We tried to get the producer a price which makes it possible to produce at a profit. It does not matter which way you put it—whether you call it a higher price to the producer or a lower price to the consumer. You must try to get them to produce at a profit, or they will not produce at all.

Mr. E. Walkden

Are some of these packing stations still privately owned and run for profit?

Major Lloyd George

I could not say without notice, but we are getting control of all eggs now.

Sir William Davison

Is a private individual still limited to 12 fowls, and will he be able to get feeding-stuffs?

Major Lloyd George

He is free to sell at the price that anyone else is, and he gets the same price. I referred to the domestic producer as opposed to the commercial. Domestic producers are those who get their rations from the Domestic Poultry Keepers' Council; commercial producers get it through the agricultural executive committees. On the whole the figure is about 50 hens for the domestic producers and about that for the commercial.

Captain Sir Ian Fraser

Will my hon. and gallant Friend say whether the number of prescribed channels through which these eggs may only be sold will be sufficient and sufficiently widespread for the little man to be able to get at them?

Major Lloyd George

Most certainly; we are anxious to get as many eggs as possible at the collection centres from the little man.

Mr.

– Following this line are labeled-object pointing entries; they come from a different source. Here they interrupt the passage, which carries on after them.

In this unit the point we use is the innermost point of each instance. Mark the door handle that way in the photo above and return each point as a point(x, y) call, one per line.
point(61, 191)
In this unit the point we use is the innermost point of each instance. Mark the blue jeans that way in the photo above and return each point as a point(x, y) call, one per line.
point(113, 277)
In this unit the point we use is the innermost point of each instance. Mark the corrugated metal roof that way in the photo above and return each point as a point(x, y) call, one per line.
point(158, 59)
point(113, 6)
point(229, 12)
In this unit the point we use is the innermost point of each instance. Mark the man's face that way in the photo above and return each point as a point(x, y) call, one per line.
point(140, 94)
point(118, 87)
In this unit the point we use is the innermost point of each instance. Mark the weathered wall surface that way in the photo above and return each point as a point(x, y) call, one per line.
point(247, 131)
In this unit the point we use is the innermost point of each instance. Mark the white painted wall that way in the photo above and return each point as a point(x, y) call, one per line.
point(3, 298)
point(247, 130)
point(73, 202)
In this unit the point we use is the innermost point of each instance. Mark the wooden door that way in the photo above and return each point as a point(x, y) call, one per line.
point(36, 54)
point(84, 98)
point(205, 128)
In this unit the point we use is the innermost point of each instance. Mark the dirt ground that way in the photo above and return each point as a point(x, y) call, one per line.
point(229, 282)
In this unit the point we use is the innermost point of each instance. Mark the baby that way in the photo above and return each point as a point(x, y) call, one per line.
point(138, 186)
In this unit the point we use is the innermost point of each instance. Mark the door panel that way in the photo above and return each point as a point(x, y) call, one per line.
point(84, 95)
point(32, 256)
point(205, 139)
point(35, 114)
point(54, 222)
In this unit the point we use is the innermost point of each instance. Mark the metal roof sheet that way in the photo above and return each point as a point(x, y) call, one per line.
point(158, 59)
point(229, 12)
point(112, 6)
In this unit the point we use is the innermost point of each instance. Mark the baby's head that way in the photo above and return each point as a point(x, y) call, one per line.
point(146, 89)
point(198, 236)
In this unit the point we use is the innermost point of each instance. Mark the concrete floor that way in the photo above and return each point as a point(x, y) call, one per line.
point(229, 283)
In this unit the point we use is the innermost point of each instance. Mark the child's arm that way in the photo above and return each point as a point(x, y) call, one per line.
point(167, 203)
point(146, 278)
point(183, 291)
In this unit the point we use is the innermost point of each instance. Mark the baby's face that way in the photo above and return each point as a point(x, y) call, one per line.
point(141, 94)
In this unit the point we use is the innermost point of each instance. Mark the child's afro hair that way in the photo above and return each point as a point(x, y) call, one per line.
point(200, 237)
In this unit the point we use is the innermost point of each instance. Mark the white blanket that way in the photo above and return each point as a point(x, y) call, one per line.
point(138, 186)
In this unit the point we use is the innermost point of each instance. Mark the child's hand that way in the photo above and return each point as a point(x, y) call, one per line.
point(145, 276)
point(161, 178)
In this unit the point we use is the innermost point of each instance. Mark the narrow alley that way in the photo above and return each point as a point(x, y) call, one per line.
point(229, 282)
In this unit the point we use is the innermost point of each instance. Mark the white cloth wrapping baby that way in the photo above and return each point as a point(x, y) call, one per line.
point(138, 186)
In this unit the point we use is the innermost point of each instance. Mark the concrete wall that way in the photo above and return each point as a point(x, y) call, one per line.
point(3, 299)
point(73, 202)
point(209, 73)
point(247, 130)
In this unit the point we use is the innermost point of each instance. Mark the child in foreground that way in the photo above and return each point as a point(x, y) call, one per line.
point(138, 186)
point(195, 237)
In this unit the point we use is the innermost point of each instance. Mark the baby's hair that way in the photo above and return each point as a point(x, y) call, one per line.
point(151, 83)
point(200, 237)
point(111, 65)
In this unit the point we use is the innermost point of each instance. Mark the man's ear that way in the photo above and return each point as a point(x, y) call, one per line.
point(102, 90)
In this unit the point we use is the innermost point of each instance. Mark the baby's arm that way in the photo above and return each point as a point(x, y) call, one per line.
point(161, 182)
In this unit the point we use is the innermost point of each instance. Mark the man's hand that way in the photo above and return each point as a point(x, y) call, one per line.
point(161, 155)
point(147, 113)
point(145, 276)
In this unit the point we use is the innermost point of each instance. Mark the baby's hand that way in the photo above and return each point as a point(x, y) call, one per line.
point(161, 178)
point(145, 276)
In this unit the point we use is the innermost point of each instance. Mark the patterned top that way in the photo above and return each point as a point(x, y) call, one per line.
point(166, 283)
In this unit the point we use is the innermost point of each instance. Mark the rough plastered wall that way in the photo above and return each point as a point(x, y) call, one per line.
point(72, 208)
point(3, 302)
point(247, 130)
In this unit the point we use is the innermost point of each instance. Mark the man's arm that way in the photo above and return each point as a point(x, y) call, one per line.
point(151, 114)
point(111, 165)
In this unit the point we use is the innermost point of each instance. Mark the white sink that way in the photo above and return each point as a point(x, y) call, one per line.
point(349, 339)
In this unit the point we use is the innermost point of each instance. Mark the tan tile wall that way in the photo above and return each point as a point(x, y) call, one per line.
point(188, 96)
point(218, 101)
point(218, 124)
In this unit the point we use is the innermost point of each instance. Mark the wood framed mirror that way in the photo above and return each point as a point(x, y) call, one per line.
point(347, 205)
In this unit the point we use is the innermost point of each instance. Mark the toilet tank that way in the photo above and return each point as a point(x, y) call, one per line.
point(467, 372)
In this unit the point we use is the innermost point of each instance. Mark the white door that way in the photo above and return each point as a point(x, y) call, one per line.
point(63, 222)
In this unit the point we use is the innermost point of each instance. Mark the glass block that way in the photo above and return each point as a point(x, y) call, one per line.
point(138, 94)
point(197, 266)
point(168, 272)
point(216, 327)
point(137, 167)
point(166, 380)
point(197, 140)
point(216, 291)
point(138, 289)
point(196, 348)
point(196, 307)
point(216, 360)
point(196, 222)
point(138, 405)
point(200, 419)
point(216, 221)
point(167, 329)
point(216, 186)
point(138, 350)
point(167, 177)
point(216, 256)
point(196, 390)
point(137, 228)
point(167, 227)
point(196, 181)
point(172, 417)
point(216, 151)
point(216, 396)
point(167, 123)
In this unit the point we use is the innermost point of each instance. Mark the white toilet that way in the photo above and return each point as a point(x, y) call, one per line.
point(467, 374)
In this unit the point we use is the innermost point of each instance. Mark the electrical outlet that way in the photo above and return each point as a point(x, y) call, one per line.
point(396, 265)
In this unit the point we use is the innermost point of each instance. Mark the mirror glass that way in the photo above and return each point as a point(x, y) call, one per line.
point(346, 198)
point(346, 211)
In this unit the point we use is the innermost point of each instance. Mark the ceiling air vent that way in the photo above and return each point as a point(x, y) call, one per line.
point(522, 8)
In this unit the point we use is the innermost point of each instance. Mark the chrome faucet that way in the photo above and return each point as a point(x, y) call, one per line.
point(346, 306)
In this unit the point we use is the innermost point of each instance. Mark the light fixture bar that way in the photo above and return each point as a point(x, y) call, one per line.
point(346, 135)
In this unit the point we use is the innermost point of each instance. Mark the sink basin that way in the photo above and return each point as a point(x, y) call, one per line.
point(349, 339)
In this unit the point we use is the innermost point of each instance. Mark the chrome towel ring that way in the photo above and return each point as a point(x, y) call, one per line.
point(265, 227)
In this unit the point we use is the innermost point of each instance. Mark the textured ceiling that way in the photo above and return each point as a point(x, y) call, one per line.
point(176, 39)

Mathers

Will it be made possible for the poultry which are still alive to be kept alive in order that eggs may be produced from them?

Major Lloyd George

I should hate to think that this organisation did anything to cause the decease of any more hens. This statement ought to relieve their minds of any anxiety.

Mr. Loftus

Will my hon. and gallant Friend see that in future such announcements as he has read out are given first to the House of Commons and not given out in driblets to the Press beforehand?

Major Lloyd George

I think that my hon. Friend is under a misapprehension. The announcements which, as he said, were given in driblets were announcements which it was vital to give out to the trade. In the first instance the scheme was announced to the House, but with a new scheme there is certain machinery that has to be put in order and it is necessary for the people in the trade to know what they have to do.

Mr. Davidson

Will the hon. and gallant Gentleman issue a statement now about the scheme in order to reassure the small man who has 12, 13 or 15 hens, because the language used in Parliament may not make it clear to these people?

Major Lloyd George

Of course I will, but the hon. Gentleman will appreciate that the reply which I gave to a Question will make it clear to the little man.

Mr. De la Bère

Has there not been too much unfinished thought about this scheme?

Captain Cunningham-Reid

In order properly to supervise what happens to the egg as soon as the hen has laid it, does it not mean that very soon we shall have as many inspectors as eggs?

Major Lloyd George

I can assure my hon. and gallant Friend that the laying of the egg is not the most difficult part of this problem.

65. Sir John Mellor

asked the Parliamentary Secretary to the Ministry of Food why it was necessary for the Ministry to announce, through the British Broadcasting Corporation, on 14th June, that the scheme for the distribution of eggs had not been abandoned; and whether the Minister is prepared to revise the scheme in the light of subsequent criticism?

Major Lloyd George

The broadcast announcement was necessitated by the appearance in certain papers of an entirely unauthorised statement that the scheme had been cancelled. This statement appeared on the last day upon which consumers were asked to register with retailers. The purpose of the broadcast was to inform the public that registration was still necessary.

Sir J. Mellor

Were the representatives of the producers and distributors consulted before the scheme was published?